Every variation at Eberones is governed by the variation clause in our contract. No variation work proceeds until it is documented and signed by both parties. When selections change after work has commenced on site, there are real administrative and coordination costs involved, rescheduling trades, updating documentation, reordering materials. Those costs are covered by fees set out clearly in the contract before anyone signs, so there are no surprises if a change is needed mid-build. Where we are able to scope a variation clearly, we will quote it at a fixed amount, that is the price, with no further variables. The labour rates in the contract apply only to do and charge variations, where the scope or duration of the work can't be determined upfront.
The reason we require everything in writing before work proceeds is simple, it keeps both parties on the same page and removes any room for misunderstanding about what was agreed and what it costs.
What We Do Before Contract to Eliminate Variation Risk
The best variation protection is thorough work before you sign. Here's what that looks like in practice.
Completed selections
Prime cost items, tapware, tiles, appliances, flooring, light fittings, are one of the most controllable variation risks. In our Design and Construct process we push hard to have selections made before the contract is executed. When a selection has been made, it gets priced at the actual cost, not an allowance. That closes the gap between what the contract says and what the finished home costs.
Coordinated documentation
If the drawings from different consultants don't align before the contract is signed, for example where the architect's drawings and the structural engineer's drawings contradict each other, those discrepancies get discovered on site and resolved through variations. Complete and coordinated documentation at the time of contracting is one of the most effective variation controls available.
Transparent provisional sums
Where provisional sums are unavoidable, we explain where the number came from, what the realistic range of outcomes looks like, and what triggers a variation if the actual cost differs. There are no surprises buried in the contract for us to recover later.
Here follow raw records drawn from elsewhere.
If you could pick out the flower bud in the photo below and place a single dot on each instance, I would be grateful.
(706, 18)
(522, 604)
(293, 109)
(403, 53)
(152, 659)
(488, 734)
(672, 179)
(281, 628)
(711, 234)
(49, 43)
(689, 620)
The Question Worth Asking Before You Sign
Before you execute a building contract, ask your builder to walk you through every provisional sum and prime cost allowance in the document. Where did each number come from? What happens if the actual cost is higher? How is the variation calculated and when does it need to be approved in writing?
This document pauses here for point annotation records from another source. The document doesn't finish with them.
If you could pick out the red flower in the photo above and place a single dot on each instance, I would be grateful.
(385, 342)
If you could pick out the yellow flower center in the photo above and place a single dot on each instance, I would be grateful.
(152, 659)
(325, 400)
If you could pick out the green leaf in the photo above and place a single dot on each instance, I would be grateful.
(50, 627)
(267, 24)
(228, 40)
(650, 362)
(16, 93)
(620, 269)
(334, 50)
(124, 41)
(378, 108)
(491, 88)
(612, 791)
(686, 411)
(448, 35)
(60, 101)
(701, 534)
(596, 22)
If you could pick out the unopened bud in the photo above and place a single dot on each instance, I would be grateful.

A builder who can answer those questions clearly has thought them through properly. A builder who deflects or gives vague answers is worth scrutinising more carefully before you commit. A verbal agreement on a variation is not a variation. If it's not documented and signed, it doesn't exist, and that protects both parties.
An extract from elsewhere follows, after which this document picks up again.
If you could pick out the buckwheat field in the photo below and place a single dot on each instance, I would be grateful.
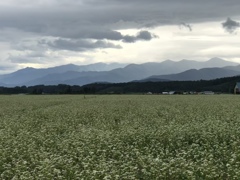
(120, 137)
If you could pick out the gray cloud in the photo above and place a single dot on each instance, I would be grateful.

The Honest Truth About Variations
The most effective variation control of all is choosing the right delivery model from the start. Our Design and Construct process significantly reduces the need for variations because we are involved from concept through to handover. Selections are made early, documentation is coordinated across the full consultant team, and there is no gap between the designer and the builder where discrepancies can hide. Clients who come to us through Design and Construct consistently experience fewer variations, less budget uncertainty, and a smoother build, because the work that prevents variations happens at the start of the project, not after something goes wrong on site.
Done properly, variations are a clean and professional mechanism for managing genuine change. They're not something to fear in a well-run project with a builder who has priced the job honestly and done the pre-construction work thoroughly.
The clients who get hurt by variations are the ones who signed a contract with a builder who hadn't done that work upfront. Knowing what questions to ask before you sign is the most important protection you have.